# Calories au repos dans l'app santé



## Looowrider (4 Juin 2015)

*Bonjour à tous* , 
je suis nouveau sur le forum, j'ai 24 ans, un Macbook Pro Rétina 13", un iphone 6, une Apple Watch Sport 42mm (Je suis à la limite de la bigorexie, donc je me suis rué dessus ahah). 

J'ai cherché un topic sur le forum qui pourrait parler de ma question et je n'ai absolument rien trouvé, alors j'espère que je n'ai pas raté la réponse sur le forum.. 

Ma question est la suivante: Étant donné  que l'Apple watch calcul aussi les calories dépensés au repos, pourquoi ne pouvons nous pas l'intégrer dans l'app santé sur l'iphone? Peut être est ce juste une mauvaise manipulation de ma part? 

Si vous avez une solution je suis preneur, je suis assez friand d'avoir toutes les données correspondant à mes dépenses journalières, activité physique ou augmentation de métabolisme.. 

Merci d'avance


----------



## Deleted member 284611 (4 Juin 2015)

Les calories dépensées au repos n'ont besoin d'aucun capteurs (au repos: pas de mouvement). Elles sont basées sur des modèle en fonction de ton poids ton âge et ta taille... Rien a voir avec la montre donc....


----------



## Kyone (5 Juin 2015)

Moumou92 a dit:


> Les calories dépensées au repos n'ont besoin d'aucun capteurs (au repos: pas de mouvement). Elles sont basées sur des modèle en fonction de ton poids ton âge et ta taille... Rien a voir avec la montre donc....

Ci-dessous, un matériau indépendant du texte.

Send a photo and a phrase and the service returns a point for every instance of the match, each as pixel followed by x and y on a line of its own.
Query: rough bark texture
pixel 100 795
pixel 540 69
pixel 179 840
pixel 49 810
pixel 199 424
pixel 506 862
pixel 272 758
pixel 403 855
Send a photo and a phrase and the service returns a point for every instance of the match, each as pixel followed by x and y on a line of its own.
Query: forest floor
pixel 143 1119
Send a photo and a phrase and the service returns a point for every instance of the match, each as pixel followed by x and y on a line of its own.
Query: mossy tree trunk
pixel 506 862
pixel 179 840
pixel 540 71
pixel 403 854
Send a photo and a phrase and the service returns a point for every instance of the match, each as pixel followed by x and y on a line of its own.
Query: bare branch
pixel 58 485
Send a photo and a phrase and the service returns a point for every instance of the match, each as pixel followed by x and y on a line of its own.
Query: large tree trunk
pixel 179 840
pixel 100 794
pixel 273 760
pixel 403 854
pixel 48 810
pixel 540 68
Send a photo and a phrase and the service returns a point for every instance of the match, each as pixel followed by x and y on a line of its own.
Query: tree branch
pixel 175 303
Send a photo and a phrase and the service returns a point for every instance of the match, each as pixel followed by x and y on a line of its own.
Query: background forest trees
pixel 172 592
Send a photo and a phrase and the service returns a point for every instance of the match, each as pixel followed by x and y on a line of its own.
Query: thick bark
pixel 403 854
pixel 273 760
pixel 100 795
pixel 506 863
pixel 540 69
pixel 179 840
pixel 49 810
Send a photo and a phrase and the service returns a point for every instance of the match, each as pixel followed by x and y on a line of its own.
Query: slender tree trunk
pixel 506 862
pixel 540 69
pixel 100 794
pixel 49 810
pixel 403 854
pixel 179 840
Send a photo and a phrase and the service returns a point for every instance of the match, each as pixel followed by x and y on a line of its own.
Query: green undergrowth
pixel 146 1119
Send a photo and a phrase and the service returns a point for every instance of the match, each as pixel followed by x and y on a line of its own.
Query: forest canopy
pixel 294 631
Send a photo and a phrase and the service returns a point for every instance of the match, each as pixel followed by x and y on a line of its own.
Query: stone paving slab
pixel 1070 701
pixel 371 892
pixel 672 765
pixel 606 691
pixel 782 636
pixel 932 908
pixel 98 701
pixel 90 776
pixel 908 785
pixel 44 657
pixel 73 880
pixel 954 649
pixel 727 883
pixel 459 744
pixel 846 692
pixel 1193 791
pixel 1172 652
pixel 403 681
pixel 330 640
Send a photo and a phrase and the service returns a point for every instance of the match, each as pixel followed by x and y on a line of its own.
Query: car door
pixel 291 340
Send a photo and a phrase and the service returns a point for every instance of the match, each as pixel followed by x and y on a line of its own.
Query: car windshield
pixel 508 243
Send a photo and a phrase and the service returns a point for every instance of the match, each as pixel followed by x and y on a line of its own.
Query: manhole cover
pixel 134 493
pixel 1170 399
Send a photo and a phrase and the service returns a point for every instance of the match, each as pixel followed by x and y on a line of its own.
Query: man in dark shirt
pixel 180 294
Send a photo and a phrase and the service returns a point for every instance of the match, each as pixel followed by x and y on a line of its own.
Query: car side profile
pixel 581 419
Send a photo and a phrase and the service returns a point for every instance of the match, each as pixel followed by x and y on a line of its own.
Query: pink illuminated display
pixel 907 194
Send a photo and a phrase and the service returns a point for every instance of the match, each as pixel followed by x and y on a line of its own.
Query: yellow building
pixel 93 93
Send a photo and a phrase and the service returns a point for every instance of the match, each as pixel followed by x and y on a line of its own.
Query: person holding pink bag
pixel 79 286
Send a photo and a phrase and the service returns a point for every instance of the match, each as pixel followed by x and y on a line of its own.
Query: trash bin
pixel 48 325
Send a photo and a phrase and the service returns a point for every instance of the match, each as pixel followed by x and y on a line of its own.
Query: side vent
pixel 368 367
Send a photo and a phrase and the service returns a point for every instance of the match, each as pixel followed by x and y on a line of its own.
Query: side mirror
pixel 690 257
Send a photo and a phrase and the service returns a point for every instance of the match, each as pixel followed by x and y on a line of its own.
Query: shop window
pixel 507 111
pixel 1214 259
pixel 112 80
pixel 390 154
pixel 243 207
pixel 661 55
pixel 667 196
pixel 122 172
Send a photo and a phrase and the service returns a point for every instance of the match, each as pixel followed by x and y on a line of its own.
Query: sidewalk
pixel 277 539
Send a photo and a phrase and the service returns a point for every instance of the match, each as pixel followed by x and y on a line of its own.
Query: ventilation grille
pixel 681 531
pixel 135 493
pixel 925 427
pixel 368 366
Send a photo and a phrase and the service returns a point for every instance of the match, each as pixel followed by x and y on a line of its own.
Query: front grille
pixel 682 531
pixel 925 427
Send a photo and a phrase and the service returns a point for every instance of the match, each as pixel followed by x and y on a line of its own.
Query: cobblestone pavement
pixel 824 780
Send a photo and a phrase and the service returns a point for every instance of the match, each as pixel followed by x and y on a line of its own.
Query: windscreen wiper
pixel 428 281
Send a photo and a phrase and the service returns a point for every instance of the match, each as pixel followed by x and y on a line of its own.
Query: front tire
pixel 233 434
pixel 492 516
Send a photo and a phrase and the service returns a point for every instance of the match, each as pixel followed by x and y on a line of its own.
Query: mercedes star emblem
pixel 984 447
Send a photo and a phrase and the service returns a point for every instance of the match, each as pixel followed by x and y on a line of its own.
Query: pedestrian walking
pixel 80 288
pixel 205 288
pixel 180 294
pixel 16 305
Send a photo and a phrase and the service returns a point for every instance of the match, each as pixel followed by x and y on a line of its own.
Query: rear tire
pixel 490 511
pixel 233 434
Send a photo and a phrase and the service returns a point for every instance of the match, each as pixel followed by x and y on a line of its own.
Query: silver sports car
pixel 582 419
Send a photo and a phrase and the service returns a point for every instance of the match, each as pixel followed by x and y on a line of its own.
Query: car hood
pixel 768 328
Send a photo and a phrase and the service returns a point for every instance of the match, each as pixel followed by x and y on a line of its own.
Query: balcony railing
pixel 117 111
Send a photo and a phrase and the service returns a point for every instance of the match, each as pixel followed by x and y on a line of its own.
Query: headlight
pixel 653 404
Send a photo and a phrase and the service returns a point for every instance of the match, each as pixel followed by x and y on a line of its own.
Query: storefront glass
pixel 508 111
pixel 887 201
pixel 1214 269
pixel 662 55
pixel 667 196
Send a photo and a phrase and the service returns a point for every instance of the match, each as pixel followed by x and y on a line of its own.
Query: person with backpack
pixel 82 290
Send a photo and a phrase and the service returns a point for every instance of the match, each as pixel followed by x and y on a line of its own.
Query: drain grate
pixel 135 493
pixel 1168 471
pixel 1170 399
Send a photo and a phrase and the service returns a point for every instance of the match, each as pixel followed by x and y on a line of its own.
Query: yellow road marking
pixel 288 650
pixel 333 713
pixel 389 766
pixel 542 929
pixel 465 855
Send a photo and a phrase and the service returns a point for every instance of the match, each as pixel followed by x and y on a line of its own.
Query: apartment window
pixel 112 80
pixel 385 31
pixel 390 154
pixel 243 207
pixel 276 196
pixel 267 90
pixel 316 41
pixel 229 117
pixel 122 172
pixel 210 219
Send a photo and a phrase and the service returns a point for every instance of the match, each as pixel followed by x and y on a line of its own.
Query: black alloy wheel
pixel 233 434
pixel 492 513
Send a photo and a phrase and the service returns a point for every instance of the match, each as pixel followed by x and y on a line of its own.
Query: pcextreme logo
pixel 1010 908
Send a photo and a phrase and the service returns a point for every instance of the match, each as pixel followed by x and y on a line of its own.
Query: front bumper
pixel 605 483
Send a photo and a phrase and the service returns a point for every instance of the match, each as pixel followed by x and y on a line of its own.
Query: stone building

Ben ça a besoin des capteurs pour savoir à quel moment tu es au repos, justement


----------



## Looowrider (5 Juin 2015)

merci de vos réponses, mais justement je prends régulièrement mon poids, ce qui ajuste aussi mes calories au repos, que je vois dans l'app activité depuis que j'ai l'apple watch, mais je ne comprends juste pas comment faire pour que cette donnée (que j'ai pourtant), apparaisse dans l'app santé avec toutes les autres données que j'ai...





Merci.


----------



## Deleted member 284611 (5 Juin 2015)

Kyone a dit:


> Ben ça a besoin des capteurs pour savoir à quel moment tu es au repos, justement


Les calories aux repos sont dépense toute la journée... Les calories en efforts, c'est juste le delta...


----------



## Kyone (6 Juin 2015)

Moumou92 a dit:


> Les calories aux repos sont dépense toute la journée... Les calories en efforts, c'est juste le delta...


Pas faux [emoji39]


----------



## Looowrider (6 Juin 2015)

Je crois qu'il y a une petite confusion, je ne cherche pas à obtenir un chiffre, je l'ai ce chiffre, j'ai accès sans problème à ma dépense calorique au repos, je vous demande juste si vous savez comment faire pour incorporer cette donnée dans l'app santé (sans le faire manuellement jour après jour j'entends bien), comme le sont les autres données tel l'"exercice" ou encore les "calories en activité"...


----------



## JB747 (11 Juin 2015)

J'ai le même écran et me posais donc la même question


----------



## Deleted member 284611 (11 Juin 2015)

2524 calories au repos? T'es quoi, un super guerrier de dragon ball???


----------